Polish covered law changes ready for parliament
A decision by the Polish ministry of finance on Tuesday paves the way for a long awaited revision of the country’s covered bond legislation to be passed to parliament, with the Polish FSA separately also approving changes.
The Polish mortgage credit industry has been pushing for changes to the country’s covered bond legislation for some time, with rating upgrades and lower funding costs among the hoped-for benefits. The development of long term funding to meet new regulatory requirements is also a motivation behind the drive for a revised covered bond framework.
Agnieszka Tułodziecka, president of the Polish Mortgage Credit Foundation, told The Covered Bond Report that the Polish ministry of finance approved “assumptions for changes to the covered bond law” on Tuesday, and that the document has been sent to the cabinet for approval.

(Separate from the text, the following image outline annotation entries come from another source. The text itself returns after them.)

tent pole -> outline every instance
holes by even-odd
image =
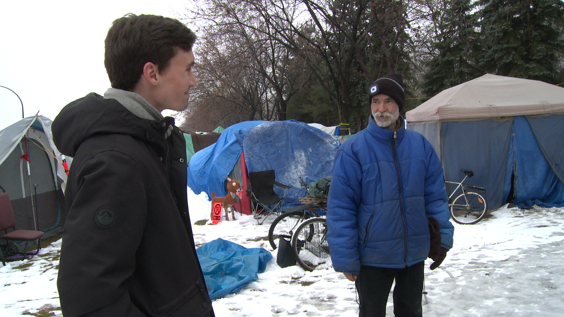
[[[32,191],[32,178],[31,173],[29,171],[29,162],[28,162],[28,182],[29,185],[29,198],[32,200],[32,214],[33,216],[33,227],[35,231],[37,231],[37,224],[36,223],[35,219],[37,214],[36,214],[35,204],[33,203],[33,193]]]

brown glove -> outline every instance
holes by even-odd
[[[447,252],[448,252],[447,250],[444,248],[441,248],[440,255],[439,256],[438,258],[437,258],[437,259],[433,259],[433,260],[435,261],[435,262],[433,262],[431,264],[431,266],[429,267],[429,268],[430,268],[431,270],[434,270],[437,267],[438,267],[440,265],[440,263],[443,263],[443,260],[444,259],[444,258],[447,257]]]
[[[440,265],[447,256],[447,250],[440,246],[440,224],[434,218],[428,218],[429,231],[431,234],[431,248],[429,250],[429,257],[435,262],[431,265],[431,270],[434,270]]]

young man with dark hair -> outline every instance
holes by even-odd
[[[356,283],[360,317],[386,316],[394,280],[394,314],[421,317],[424,261],[435,260],[434,269],[452,246],[443,168],[429,141],[405,128],[401,74],[372,83],[368,102],[368,126],[335,158],[327,200],[331,259]]]
[[[127,15],[105,39],[112,88],[65,107],[54,139],[74,158],[57,285],[65,317],[213,316],[186,197],[182,133],[196,36]]]

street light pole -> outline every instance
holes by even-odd
[[[6,88],[8,90],[10,90],[10,91],[14,93],[14,94],[16,94],[15,91],[14,91],[14,90],[12,90],[10,88],[8,88],[7,87],[6,87],[5,86],[0,86],[0,87],[3,87],[4,88]],[[17,99],[20,99],[20,103],[21,103],[21,118],[23,119],[24,117],[24,103],[21,102],[21,98],[20,98],[20,96],[17,95],[17,94],[16,94],[16,96],[17,96]]]

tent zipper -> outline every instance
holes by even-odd
[[[398,157],[395,153],[395,147],[397,145],[398,137],[396,131],[394,131],[394,138],[391,142],[391,152],[394,156],[394,164],[395,165],[395,171],[398,175],[398,187],[399,190],[399,209],[402,212],[402,223],[403,224],[403,264],[407,266],[407,228],[406,225],[406,213],[403,209],[403,195],[402,193],[402,178],[399,175],[399,164],[398,164]]]

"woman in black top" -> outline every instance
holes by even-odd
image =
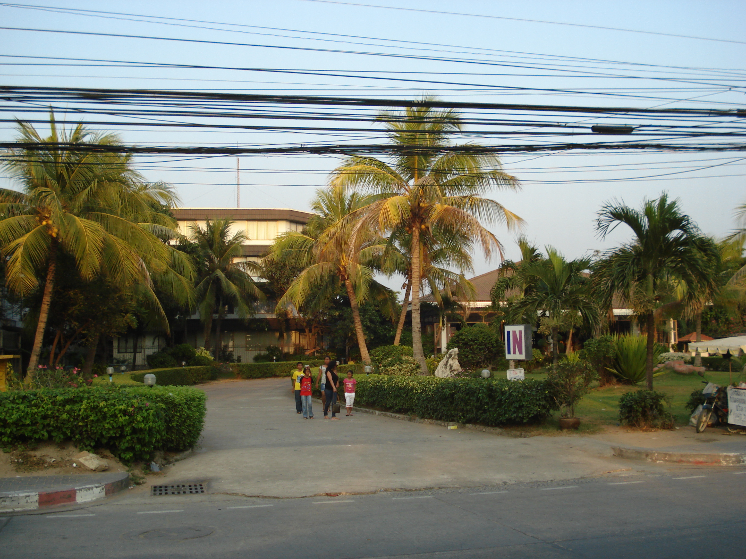
[[[336,361],[330,361],[326,370],[326,402],[324,404],[324,417],[327,417],[329,406],[331,406],[331,418],[339,420],[334,413],[334,404],[336,403],[336,389],[339,386],[339,377],[336,375]]]

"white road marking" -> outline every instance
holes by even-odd
[[[495,495],[498,493],[507,493],[507,491],[483,491],[483,493],[470,493],[469,495]]]
[[[95,517],[95,514],[47,514],[45,518],[77,518],[78,517]]]

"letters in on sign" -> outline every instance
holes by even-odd
[[[505,326],[505,359],[527,361],[533,358],[530,324],[510,324]]]

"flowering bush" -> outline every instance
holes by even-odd
[[[680,353],[678,352],[668,352],[668,353],[661,353],[658,356],[659,363],[667,363],[669,361],[683,361],[684,363],[692,362],[692,356],[689,353]]]

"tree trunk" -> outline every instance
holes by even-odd
[[[702,341],[702,311],[699,311],[695,315],[695,324],[697,333],[697,337],[695,338],[695,341]],[[700,350],[697,350],[697,353],[695,355],[695,367],[702,366],[702,356],[700,354]]]
[[[419,288],[421,279],[420,262],[419,224],[412,227],[412,353],[420,364],[420,374],[429,375],[427,363],[422,352],[422,333],[419,314]]]
[[[86,353],[86,360],[83,363],[83,370],[81,374],[83,378],[87,380],[91,378],[91,373],[93,372],[93,361],[95,361],[95,351],[98,349],[98,335],[96,334],[91,340],[88,346],[88,352]],[[104,352],[106,353],[105,351]]]
[[[44,341],[44,331],[46,329],[47,319],[49,318],[49,304],[51,303],[51,292],[54,287],[54,272],[57,271],[57,240],[52,239],[49,244],[49,265],[47,268],[46,282],[44,284],[44,294],[42,295],[42,305],[39,310],[39,322],[37,323],[37,332],[34,336],[34,346],[31,355],[28,359],[28,369],[24,381],[27,384],[34,380],[34,373],[39,366],[39,356],[42,351],[42,342]]]
[[[655,316],[648,315],[648,359],[645,364],[645,376],[648,379],[648,390],[653,390],[653,348],[655,345]]]
[[[404,302],[401,305],[401,314],[399,315],[399,323],[396,326],[396,335],[394,336],[394,345],[399,345],[401,340],[401,331],[404,329],[404,320],[407,320],[407,307],[410,303],[410,293],[412,291],[412,274],[407,280],[407,290],[404,291]]]
[[[556,365],[560,360],[560,329],[552,326],[552,364]]]
[[[218,300],[218,320],[215,321],[215,359],[220,361],[220,352],[223,350],[223,340],[220,335],[220,327],[223,324],[223,301]]]
[[[352,309],[352,320],[355,324],[355,334],[357,335],[357,346],[360,348],[360,358],[366,365],[371,364],[371,356],[366,345],[366,336],[363,332],[363,320],[360,320],[360,309],[357,306],[357,297],[355,290],[352,288],[352,282],[345,279],[345,287],[347,288],[347,296],[350,298],[350,308]]]

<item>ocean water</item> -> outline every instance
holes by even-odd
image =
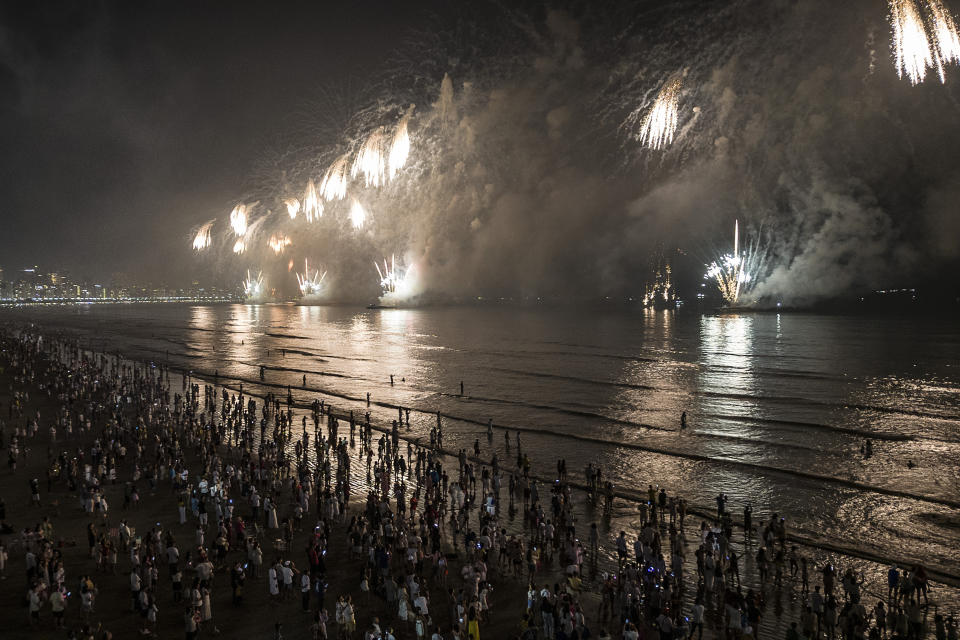
[[[582,481],[592,462],[627,498],[660,484],[703,512],[724,492],[735,512],[750,503],[759,517],[786,516],[790,532],[821,552],[918,562],[960,583],[953,318],[294,305],[3,317],[76,331],[94,349],[217,372],[254,393],[291,385],[298,402],[320,397],[381,423],[409,407],[409,433],[425,441],[440,411],[445,447],[471,449],[479,438],[484,457],[495,446],[511,460],[504,429],[511,443],[519,430],[543,477],[565,458]],[[636,516],[622,508],[617,517]]]

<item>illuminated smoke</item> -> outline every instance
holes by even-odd
[[[233,208],[233,211],[230,212],[230,226],[238,236],[247,232],[247,205],[238,204]]]
[[[923,82],[927,67],[934,66],[933,52],[913,0],[890,0],[890,26],[897,75],[911,84]]]
[[[300,213],[300,201],[296,198],[287,198],[283,201],[283,204],[287,205],[287,213],[290,214],[290,219],[295,220],[297,214]]]
[[[416,270],[411,266],[407,269],[397,267],[397,257],[390,256],[388,262],[383,259],[383,268],[377,262],[373,263],[380,277],[380,304],[396,305],[409,302],[416,289]]]
[[[757,245],[745,251],[740,250],[740,221],[734,222],[733,253],[720,256],[707,265],[704,279],[713,280],[720,295],[728,305],[740,302],[744,294],[756,284],[759,272],[763,269],[764,254]]]
[[[353,204],[350,205],[350,222],[353,223],[354,229],[362,229],[363,223],[367,219],[367,211],[363,208],[363,205],[360,204],[356,198],[353,199]]]
[[[248,300],[256,300],[263,295],[263,272],[258,271],[257,277],[250,275],[247,269],[247,278],[243,281],[243,293]]]
[[[930,16],[930,34],[933,40],[933,55],[940,82],[946,82],[944,67],[951,62],[960,63],[960,36],[957,24],[949,9],[940,0],[928,0],[927,12]]]
[[[197,230],[197,235],[193,238],[193,248],[196,251],[203,251],[210,246],[210,230],[213,228],[213,220],[207,222]]]
[[[307,189],[303,194],[303,215],[307,222],[313,222],[320,219],[323,215],[323,203],[317,193],[317,187],[313,180],[307,183]]]
[[[403,119],[400,120],[400,124],[397,125],[397,130],[393,134],[389,157],[391,180],[397,176],[397,173],[400,172],[403,165],[407,163],[407,157],[410,155],[410,134],[407,129],[412,111],[413,106],[411,105],[410,110],[408,110],[406,115],[403,116]]]
[[[350,166],[350,154],[343,154],[333,161],[333,164],[323,175],[323,181],[320,183],[320,193],[324,200],[343,200],[347,195],[347,182],[349,176],[347,169]]]
[[[383,127],[378,127],[367,136],[353,161],[350,176],[356,178],[363,175],[364,184],[368,187],[379,187],[385,180],[386,162],[384,159]]]
[[[680,77],[675,76],[660,90],[640,128],[641,144],[651,149],[661,149],[673,142],[673,134],[677,130],[677,102],[682,87]]]
[[[319,269],[311,271],[309,262],[304,260],[303,273],[297,274],[297,284],[300,287],[300,295],[304,298],[319,296],[323,292],[323,279],[326,277],[326,271],[322,274]]]
[[[273,249],[273,252],[277,255],[283,253],[283,250],[289,247],[292,244],[290,238],[282,233],[274,233],[270,236],[268,241],[270,248]]]

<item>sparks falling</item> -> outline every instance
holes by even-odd
[[[390,145],[389,157],[391,180],[397,177],[400,169],[402,169],[403,165],[407,163],[407,157],[410,155],[410,134],[408,131],[408,124],[410,122],[410,116],[412,112],[413,106],[411,105],[410,110],[408,110],[406,115],[403,116],[403,119],[400,120],[400,124],[397,125],[397,130],[393,134],[393,142]]]
[[[323,290],[323,279],[326,277],[326,271],[322,274],[319,269],[310,271],[310,264],[307,260],[304,260],[303,273],[297,274],[297,284],[300,286],[300,295],[305,298],[319,295]]]
[[[283,201],[283,204],[287,205],[287,213],[290,215],[290,219],[295,220],[297,214],[300,213],[300,201],[296,198],[287,198]]]
[[[197,235],[193,238],[193,248],[195,251],[203,251],[210,246],[210,230],[212,228],[213,220],[197,230]]]
[[[363,208],[363,205],[360,204],[356,198],[353,199],[353,204],[350,205],[350,222],[353,223],[354,229],[362,229],[363,223],[367,219],[367,210]]]
[[[320,183],[320,194],[327,202],[331,200],[343,200],[347,195],[347,182],[349,175],[347,169],[350,166],[350,154],[343,154],[333,161],[333,164],[323,175],[323,181]]]
[[[364,184],[368,187],[379,187],[385,182],[386,163],[384,151],[383,127],[378,127],[367,136],[363,146],[357,153],[350,169],[350,176],[356,178],[363,175]]]
[[[274,233],[270,236],[268,242],[270,248],[273,249],[273,252],[277,255],[283,253],[283,250],[289,247],[292,244],[290,237],[282,233]]]
[[[927,12],[930,16],[930,34],[933,40],[933,57],[940,82],[946,82],[944,67],[953,62],[960,63],[960,35],[957,23],[950,10],[941,0],[928,0]]]
[[[682,87],[680,77],[675,76],[660,90],[640,128],[641,144],[651,149],[662,149],[673,142],[673,134],[677,130],[677,103]]]
[[[247,232],[247,205],[238,204],[233,208],[230,212],[230,226],[238,236],[243,236]]]
[[[254,278],[250,275],[250,270],[247,269],[247,278],[243,281],[243,293],[247,298],[259,298],[263,295],[262,271],[258,271],[257,277]]]
[[[715,281],[723,301],[728,305],[735,305],[755,284],[762,268],[763,253],[756,245],[741,252],[740,222],[737,221],[733,227],[733,253],[722,255],[707,265],[704,279]]]
[[[911,84],[923,82],[927,67],[934,66],[933,51],[913,0],[890,0],[890,26],[897,76],[907,76]]]
[[[307,189],[303,194],[303,215],[307,222],[313,222],[323,216],[323,203],[317,193],[317,187],[313,180],[307,183]]]
[[[376,262],[373,263],[373,266],[377,268],[377,275],[380,276],[380,288],[383,289],[383,292],[396,293],[404,280],[403,269],[397,271],[397,257],[395,255],[390,256],[390,262],[387,262],[387,259],[384,258],[382,270]]]

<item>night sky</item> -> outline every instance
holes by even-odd
[[[187,273],[189,227],[311,86],[362,82],[430,11],[402,4],[3,3],[0,266]]]
[[[689,296],[736,219],[768,301],[956,290],[960,68],[898,78],[884,4],[3,3],[0,266],[168,284],[262,268],[289,296],[287,259],[309,259],[331,299],[363,301],[394,254],[438,299],[636,296],[672,261]],[[671,78],[676,139],[645,149]],[[278,216],[411,103],[404,174],[350,186],[362,232],[346,205]],[[262,222],[240,256],[238,202]],[[294,238],[280,257],[274,231]]]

With the latter largely expected to be a formality, the decision by the ministry of finance allows for the targeted revised legislation to be drafted and then passed to parliament.
Separately, the Polish financial supervisory authority, Komisji Nadzoru Finansowego (KNF), on Tuesday approved amendments to two regulations on mortgage covered bond issuance, concerning aspects such as valuation procedures, technical details of the transfer of loan portfolios to mortgage banks, and procedures relating to the covered bond register.
Tułodziecka welcomed the moves, especially the ministry of finance decision.
“It is very good news,” she said. “We are now closer to being able to direct draft legislation to parliament and go through the law-making process,” she said. “I assume this whole process will be finished by the end of the year.”
She said that the changes approved by the financial supervisory authority will simplify and make more efficient various processes associated with covered bond issuance, especially the pooling and transfer of mortgage loans.